As he strode past, holding the towering pile of brown bottles and one lone Hellman’s jar at an arm’s length, I said, “Do you think we’re drinking more than we used to?”
“No, why?” Nicholas made his way gracefully to the curb, sidestepping hula hoops, a pogo stick, and two soccer balls, one deflated. The still-round one he kicked into Oliver’s soccer goal, using a fake sportscaster voice to say “Score!”
I let the screen door close behind me, making a mental note to buy more mayonnaise.
• • •
My mom called to check in. Will called to check in.

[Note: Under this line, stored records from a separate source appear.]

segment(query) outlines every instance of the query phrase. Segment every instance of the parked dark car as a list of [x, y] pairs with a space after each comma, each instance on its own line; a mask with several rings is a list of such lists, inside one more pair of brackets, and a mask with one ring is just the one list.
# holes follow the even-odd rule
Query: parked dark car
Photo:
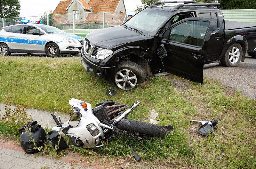
[[88, 34], [84, 67], [124, 90], [167, 73], [203, 84], [204, 64], [234, 67], [256, 50], [256, 25], [224, 21], [218, 3], [183, 1], [156, 2], [120, 26]]

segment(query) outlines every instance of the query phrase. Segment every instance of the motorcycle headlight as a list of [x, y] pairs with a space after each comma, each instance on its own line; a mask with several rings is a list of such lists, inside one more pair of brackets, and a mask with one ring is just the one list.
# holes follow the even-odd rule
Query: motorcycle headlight
[[93, 136], [97, 136], [100, 133], [100, 131], [99, 131], [98, 129], [92, 124], [89, 124], [86, 126], [86, 128]]
[[63, 39], [64, 39], [64, 40], [66, 41], [67, 42], [70, 42], [71, 43], [76, 43], [76, 41], [75, 41], [74, 40], [73, 40], [68, 38], [63, 38]]
[[110, 49], [99, 48], [96, 58], [103, 60], [113, 53], [113, 51]]

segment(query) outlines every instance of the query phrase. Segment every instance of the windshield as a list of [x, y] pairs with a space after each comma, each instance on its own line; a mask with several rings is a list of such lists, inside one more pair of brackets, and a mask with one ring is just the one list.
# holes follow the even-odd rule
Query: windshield
[[124, 25], [142, 31], [152, 32], [159, 28], [169, 16], [166, 11], [146, 8], [131, 18]]
[[44, 25], [38, 25], [37, 26], [42, 29], [47, 33], [65, 33], [65, 32], [57, 28]]

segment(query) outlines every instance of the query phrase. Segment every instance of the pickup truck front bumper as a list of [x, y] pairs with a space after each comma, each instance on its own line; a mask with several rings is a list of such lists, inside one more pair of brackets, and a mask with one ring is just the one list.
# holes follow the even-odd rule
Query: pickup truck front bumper
[[[106, 81], [112, 82], [113, 73], [116, 66], [105, 67], [99, 66], [90, 59], [90, 57], [84, 52], [81, 52], [81, 63], [86, 71]], [[92, 59], [97, 59], [92, 58]]]

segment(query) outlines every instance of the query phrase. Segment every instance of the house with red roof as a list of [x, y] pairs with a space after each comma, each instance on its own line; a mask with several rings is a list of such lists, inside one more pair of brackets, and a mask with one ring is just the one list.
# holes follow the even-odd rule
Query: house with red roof
[[98, 12], [104, 11], [105, 24], [113, 26], [126, 21], [126, 13], [118, 12], [126, 11], [123, 0], [68, 0], [60, 1], [52, 14], [56, 24], [73, 24], [74, 14], [75, 24], [83, 25], [103, 24], [103, 13]]

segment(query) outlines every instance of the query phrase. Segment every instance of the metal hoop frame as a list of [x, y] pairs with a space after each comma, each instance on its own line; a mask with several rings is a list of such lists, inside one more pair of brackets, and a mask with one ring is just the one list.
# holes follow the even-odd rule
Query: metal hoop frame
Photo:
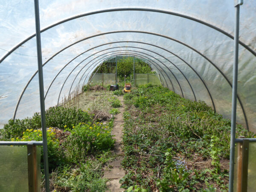
[[[50, 25], [49, 26], [45, 28], [44, 29], [42, 29], [41, 30], [41, 32], [42, 33], [45, 31], [47, 30], [52, 27], [54, 27], [55, 26], [57, 26], [58, 25], [62, 24], [63, 23], [67, 22], [67, 21], [69, 21], [70, 20], [73, 20], [73, 19], [76, 19], [78, 18], [80, 18], [82, 17], [85, 17], [88, 15], [92, 15], [98, 14], [99, 13], [105, 13], [108, 12], [118, 12], [118, 11], [144, 11], [144, 12], [155, 12], [158, 13], [161, 13], [172, 15], [175, 15], [177, 17], [181, 17], [185, 18], [186, 19], [187, 19], [190, 20], [193, 20], [196, 22], [199, 23], [200, 23], [204, 25], [207, 26], [210, 28], [211, 28], [214, 29], [216, 30], [216, 31], [220, 32], [221, 33], [225, 35], [227, 37], [230, 38], [232, 39], [234, 39], [234, 36], [230, 35], [231, 32], [227, 32], [226, 31], [224, 31], [221, 29], [217, 27], [216, 26], [215, 26], [213, 25], [212, 25], [209, 23], [207, 23], [205, 21], [204, 21], [202, 20], [200, 20], [200, 19], [197, 19], [195, 17], [190, 17], [188, 15], [185, 15], [181, 14], [180, 13], [178, 13], [175, 12], [169, 12], [168, 11], [164, 11], [159, 9], [147, 9], [147, 8], [117, 8], [117, 9], [104, 9], [99, 11], [97, 11], [95, 12], [92, 12], [89, 13], [86, 13], [81, 15], [78, 15], [75, 16], [74, 17], [70, 17], [66, 19], [63, 20], [61, 21], [59, 21], [58, 22], [55, 23], [52, 25]], [[15, 46], [13, 48], [12, 48], [9, 52], [8, 52], [6, 55], [5, 55], [2, 58], [0, 59], [0, 64], [3, 61], [6, 57], [7, 57], [11, 53], [13, 52], [15, 50], [16, 50], [17, 48], [18, 48], [19, 47], [22, 45], [24, 43], [26, 43], [30, 39], [32, 39], [33, 37], [35, 36], [35, 33], [33, 34], [33, 35], [30, 35], [29, 37], [24, 40], [21, 42], [17, 44], [16, 46]], [[256, 52], [254, 51], [252, 49], [250, 48], [245, 43], [243, 42], [239, 41], [239, 43], [240, 44], [244, 47], [245, 48], [247, 49], [249, 52], [250, 52], [251, 53], [252, 53], [254, 56], [256, 56]]]
[[[105, 33], [101, 33], [100, 34], [97, 34], [97, 35], [92, 35], [90, 37], [88, 37], [87, 38], [85, 38], [84, 39], [82, 39], [80, 40], [79, 40], [75, 43], [73, 43], [72, 44], [70, 44], [70, 45], [69, 45], [69, 46], [66, 47], [62, 49], [61, 49], [61, 50], [60, 50], [59, 51], [58, 51], [58, 52], [57, 52], [57, 53], [56, 53], [55, 54], [54, 54], [54, 55], [53, 55], [52, 57], [51, 57], [51, 58], [50, 58], [48, 60], [47, 60], [47, 61], [43, 65], [43, 66], [44, 66], [45, 64], [46, 64], [47, 63], [48, 63], [48, 62], [49, 62], [49, 61], [50, 60], [51, 60], [53, 57], [54, 57], [55, 56], [56, 56], [56, 55], [58, 55], [60, 52], [61, 52], [62, 51], [63, 51], [63, 50], [65, 50], [65, 49], [67, 49], [68, 47], [70, 47], [80, 42], [81, 42], [82, 41], [86, 40], [87, 39], [88, 39], [90, 38], [92, 38], [93, 37], [97, 37], [98, 36], [100, 36], [100, 35], [107, 35], [107, 34], [113, 34], [113, 33], [121, 33], [121, 32], [135, 32], [135, 33], [144, 33], [144, 34], [149, 34], [149, 35], [157, 35], [157, 36], [159, 36], [160, 37], [162, 37], [164, 38], [166, 38], [167, 39], [168, 39], [169, 40], [172, 40], [174, 41], [176, 41], [178, 43], [180, 43], [180, 44], [181, 44], [186, 47], [187, 47], [192, 49], [192, 50], [193, 50], [195, 52], [197, 52], [197, 53], [198, 53], [198, 54], [199, 54], [200, 55], [201, 55], [202, 57], [203, 57], [205, 59], [206, 59], [208, 62], [209, 62], [222, 75], [222, 76], [223, 76], [223, 77], [224, 78], [224, 79], [226, 79], [226, 80], [227, 81], [228, 83], [230, 84], [230, 86], [231, 87], [231, 88], [232, 88], [232, 85], [231, 83], [231, 82], [230, 82], [230, 81], [228, 80], [228, 79], [227, 79], [227, 78], [226, 76], [225, 75], [225, 74], [224, 74], [224, 73], [220, 70], [220, 69], [211, 60], [210, 60], [209, 58], [208, 58], [206, 56], [205, 56], [205, 55], [204, 55], [204, 54], [203, 54], [202, 53], [201, 53], [201, 52], [200, 52], [199, 51], [198, 51], [197, 49], [192, 47], [190, 46], [189, 45], [183, 42], [181, 42], [179, 40], [177, 40], [176, 39], [175, 39], [174, 38], [171, 38], [170, 37], [168, 37], [168, 36], [166, 36], [165, 35], [162, 35], [161, 34], [157, 34], [157, 33], [152, 33], [151, 32], [143, 32], [143, 31], [113, 31], [113, 32], [105, 32]], [[32, 80], [32, 79], [33, 79], [33, 78], [35, 76], [35, 75], [36, 74], [36, 73], [37, 73], [37, 71], [35, 72], [35, 73], [34, 74], [33, 76], [32, 76], [32, 78], [30, 79], [29, 80], [29, 82], [28, 82], [28, 83], [27, 83], [27, 84], [26, 84], [26, 86], [25, 86], [25, 87], [24, 88], [24, 89], [23, 89], [23, 93], [22, 93], [21, 96], [20, 96], [20, 98], [19, 98], [19, 100], [18, 101], [18, 102], [17, 103], [17, 104], [16, 105], [16, 107], [15, 108], [15, 113], [14, 114], [14, 119], [15, 119], [15, 114], [16, 114], [16, 113], [17, 111], [17, 106], [18, 105], [19, 102], [20, 102], [20, 99], [21, 99], [21, 96], [22, 96], [22, 95], [23, 95], [24, 93], [24, 91], [25, 91], [25, 89], [26, 89], [26, 87], [27, 87], [27, 86], [28, 85], [28, 84], [29, 83], [30, 81], [31, 81]], [[246, 126], [247, 128], [247, 129], [248, 130], [249, 130], [249, 125], [248, 125], [248, 121], [247, 120], [247, 118], [246, 117], [246, 115], [244, 111], [244, 108], [242, 104], [241, 100], [240, 99], [240, 97], [238, 96], [237, 96], [237, 99], [239, 100], [239, 102], [240, 104], [240, 106], [241, 106], [241, 108], [242, 109], [242, 110], [243, 111], [243, 113], [244, 114], [244, 119], [245, 119], [245, 122], [246, 122]]]
[[[108, 50], [108, 49], [106, 49], [106, 50]], [[102, 51], [100, 51], [100, 52], [102, 52], [102, 51], [104, 51], [104, 50], [102, 50]], [[118, 50], [118, 51], [116, 51], [116, 51], [119, 51], [119, 50]], [[98, 52], [97, 52], [97, 53], [98, 53]], [[96, 53], [95, 54], [96, 54], [96, 53]], [[74, 80], [73, 80], [73, 82], [72, 82], [72, 85], [71, 85], [71, 87], [70, 87], [70, 91], [69, 91], [69, 95], [68, 95], [68, 97], [69, 97], [69, 96], [70, 96], [70, 91], [71, 91], [71, 88], [72, 88], [72, 85], [73, 84], [73, 83], [74, 83], [74, 81], [76, 79], [76, 77], [77, 77], [77, 76], [78, 76], [78, 74], [79, 74], [80, 73], [80, 72], [81, 71], [81, 70], [82, 70], [82, 69], [83, 69], [83, 68], [84, 68], [85, 67], [86, 67], [86, 66], [87, 65], [87, 64], [89, 64], [89, 63], [90, 63], [91, 61], [93, 61], [93, 60], [94, 60], [94, 59], [95, 59], [97, 58], [98, 58], [98, 57], [100, 57], [100, 56], [102, 56], [102, 55], [105, 55], [106, 54], [107, 54], [107, 53], [104, 53], [104, 54], [102, 54], [102, 55], [99, 55], [99, 56], [98, 56], [98, 57], [97, 57], [95, 58], [94, 59], [92, 59], [92, 60], [91, 60], [90, 61], [89, 61], [89, 62], [87, 63], [85, 65], [84, 65], [84, 67], [82, 67], [82, 68], [81, 69], [81, 70], [80, 70], [80, 71], [79, 71], [79, 72], [78, 73], [78, 74], [77, 74], [76, 76], [76, 77], [75, 78], [75, 79], [74, 79]], [[108, 55], [106, 55], [106, 56], [108, 56]], [[150, 55], [149, 55], [149, 56], [150, 56]], [[144, 56], [144, 57], [145, 57], [145, 56]], [[151, 57], [152, 57], [152, 56], [151, 56]], [[154, 58], [154, 57], [153, 57], [153, 58]], [[151, 59], [150, 59], [150, 58], [148, 58], [148, 57], [147, 57], [147, 58], [148, 59], [149, 59], [149, 60], [150, 60], [152, 61], [153, 62], [154, 62], [154, 63], [156, 64], [156, 65], [154, 65], [154, 64], [153, 63], [151, 63], [152, 64], [153, 64], [153, 65], [154, 65], [154, 66], [155, 66], [155, 67], [156, 67], [157, 68], [157, 66], [158, 66], [158, 67], [159, 67], [160, 68], [161, 68], [161, 69], [163, 70], [163, 72], [164, 72], [164, 73], [166, 73], [166, 76], [167, 76], [167, 77], [168, 78], [168, 79], [169, 79], [169, 80], [170, 82], [171, 82], [171, 83], [172, 84], [172, 87], [173, 87], [173, 88], [174, 89], [174, 87], [173, 87], [173, 84], [172, 84], [172, 81], [171, 81], [171, 79], [170, 79], [170, 78], [169, 77], [169, 76], [168, 75], [168, 74], [167, 74], [166, 73], [166, 71], [165, 71], [165, 70], [163, 70], [163, 69], [162, 68], [162, 67], [161, 67], [161, 66], [159, 66], [159, 65], [157, 65], [157, 64], [156, 63], [155, 63], [154, 61], [153, 60], [152, 60]], [[100, 59], [99, 59], [99, 59], [100, 59]], [[92, 66], [92, 65], [93, 65], [93, 64], [94, 64], [95, 63], [96, 63], [96, 62], [97, 62], [98, 61], [98, 60], [97, 60], [97, 61], [96, 61], [94, 62], [92, 64], [91, 64], [91, 65], [90, 65], [90, 66], [89, 66], [89, 67], [88, 67], [88, 68], [87, 68], [87, 69], [89, 69], [89, 68], [90, 68], [90, 67], [91, 67], [91, 66]], [[82, 63], [83, 61], [81, 61], [81, 63], [80, 63], [79, 64], [80, 64], [81, 63]], [[159, 70], [159, 70], [159, 71], [160, 72], [160, 71]], [[71, 72], [71, 73], [72, 73], [72, 72]], [[70, 74], [71, 74], [71, 73], [70, 73], [70, 74], [69, 74], [69, 76], [70, 75]], [[165, 80], [166, 82], [166, 79], [165, 79], [165, 77], [164, 77], [164, 76], [163, 75], [163, 78], [164, 78], [164, 79], [165, 79]], [[63, 83], [63, 84], [62, 85], [62, 87], [61, 87], [61, 91], [60, 92], [60, 93], [59, 93], [59, 96], [58, 96], [58, 102], [59, 102], [59, 99], [60, 99], [60, 97], [61, 92], [61, 90], [62, 90], [62, 89], [63, 89], [63, 87], [64, 87], [64, 84], [65, 84], [65, 82], [66, 82], [66, 81], [67, 81], [67, 78], [68, 78], [68, 77], [67, 77], [67, 79], [65, 79], [65, 81], [64, 81], [64, 82]], [[168, 84], [167, 84], [167, 87], [168, 87], [168, 88], [169, 88], [169, 87], [168, 87]]]
[[[193, 68], [189, 63], [188, 63], [185, 60], [184, 60], [183, 59], [182, 59], [182, 58], [181, 58], [180, 57], [179, 57], [178, 55], [177, 55], [176, 54], [175, 54], [174, 53], [173, 53], [173, 52], [170, 51], [167, 49], [166, 49], [164, 48], [163, 48], [162, 47], [160, 47], [157, 46], [157, 45], [154, 45], [152, 44], [149, 44], [149, 43], [145, 43], [145, 42], [140, 42], [140, 41], [115, 41], [115, 42], [110, 42], [110, 43], [106, 43], [106, 44], [102, 44], [101, 45], [100, 45], [99, 46], [97, 46], [96, 47], [95, 47], [93, 48], [92, 48], [91, 49], [89, 49], [87, 50], [87, 51], [84, 52], [82, 52], [81, 53], [79, 54], [78, 55], [76, 56], [75, 58], [73, 58], [72, 59], [71, 59], [71, 60], [70, 60], [69, 62], [68, 62], [66, 65], [65, 65], [65, 66], [64, 66], [62, 68], [61, 68], [61, 70], [59, 71], [59, 72], [58, 72], [58, 73], [57, 73], [57, 74], [55, 76], [55, 77], [54, 77], [54, 78], [53, 79], [53, 80], [52, 80], [52, 82], [51, 82], [51, 83], [50, 84], [50, 85], [49, 85], [49, 86], [48, 87], [48, 88], [47, 89], [47, 90], [46, 92], [46, 94], [45, 94], [45, 98], [46, 97], [46, 96], [47, 94], [47, 93], [48, 92], [48, 91], [49, 89], [49, 88], [50, 88], [52, 84], [53, 81], [55, 81], [55, 79], [57, 78], [57, 76], [59, 75], [59, 74], [62, 71], [62, 70], [67, 65], [68, 65], [71, 61], [73, 61], [74, 60], [75, 60], [76, 58], [78, 58], [78, 57], [79, 57], [79, 56], [80, 56], [81, 55], [83, 54], [85, 52], [87, 52], [87, 51], [91, 50], [92, 49], [95, 49], [97, 47], [101, 47], [101, 46], [103, 46], [104, 45], [108, 45], [108, 44], [116, 44], [116, 43], [139, 43], [139, 44], [147, 44], [147, 45], [151, 45], [152, 46], [154, 46], [155, 47], [157, 47], [158, 48], [161, 49], [163, 50], [164, 50], [165, 51], [169, 52], [170, 53], [173, 55], [175, 55], [175, 56], [177, 57], [177, 58], [178, 58], [179, 59], [180, 59], [180, 60], [181, 60], [183, 62], [185, 63], [187, 65], [188, 65], [197, 75], [197, 76], [198, 77], [198, 78], [200, 79], [200, 80], [201, 80], [201, 81], [202, 81], [202, 83], [204, 84], [204, 87], [205, 87], [207, 92], [208, 92], [209, 96], [211, 100], [212, 101], [212, 106], [213, 107], [213, 108], [215, 110], [215, 105], [214, 104], [214, 102], [213, 101], [213, 99], [212, 99], [212, 95], [211, 94], [211, 93], [210, 93], [210, 91], [209, 90], [209, 89], [208, 88], [208, 87], [207, 87], [207, 86], [206, 85], [206, 84], [205, 84], [205, 82], [203, 80], [203, 79], [202, 78], [202, 77], [200, 76], [200, 75], [197, 73], [197, 72], [195, 70], [195, 69], [194, 69], [194, 68]], [[90, 55], [90, 56], [91, 55]], [[79, 64], [79, 65], [80, 64]], [[173, 89], [174, 88], [173, 86]]]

The timing of their outreach indicated that they had consulted one another first and taken it upon themselves to give me pep talks.
“Good things come to those who wait” was my mom’s theme. If I didn’t get the job, we would have the “Things happen for a reason” conversation; if I did, we would go in the direction of “Hard work and persistence are always rewarded.”
My mom is a docent at the Thomas Edison Museum in West Orange. Two days a week, she leads tours of schoolchildren and senior citizens through Edison’s newly refurbished lab, where they can see the little cot he slept on so he wouldn’t have to go home and be bothered by his eight kids; the wax-faced dolls Edison wired to sing “Mary Had a Little Lamb”; and the hulking tarpaper Black Maria movie studio where Edison screened early silent films like
The Great Train Robbery
.
Will and I grew up steeped in Edisonia. In fact, above the crucifix
in my still-intact childhood bedroom is a quote from the great inventor, cross-stitched by one of my aunts: “Our greatest weakness lies in giving up.” Open the closet and you’ll also find a picture of River Phoenix, long ago clipped from
Tiger Beat
and still clinging to the door with yellowed tape twenty years after its subject’s death.
My brother’s call was more transactional: “Look, Alice, if you get this job, great; if not, you can continue to help women achieve their lifelong goal of having flat abs.”
Will always had a snide attitude toward my job at
You,
possibly because his wife, Mary, is blessed with a perfect physique and doesn’t have time for the frippery of disposable reading. Her subscriptions are to journals, publications with indices instead of perfume strips. Mary is an ophthalmologist; Will owns Jersey Boy Portage, a kayak school on Bailey Island, in Maine, where they live with my two sweet nephews, who write music and show no signs of their father’s brutish behavior from childhood.
Even though my wrists were always red from Will’s Indian burns and he’d ruined my favorite doll with a Mets “tattoo” in permanent ink, the two of us had been close as kids. Now we’re respectful of each other. Sometimes I wonder what happened to the guy who bought rounds of tequila shots for everyone at Dive Bar on Broadway on my twenty-second birthday. His solemn outdoorsman replacement is so earnest, I feel like I have to watch my language when we’re together.
“Gee, Will, thanks for the vote of confidence.”
“So what does your bookstore friend think of Scroll? A little healthy competition?”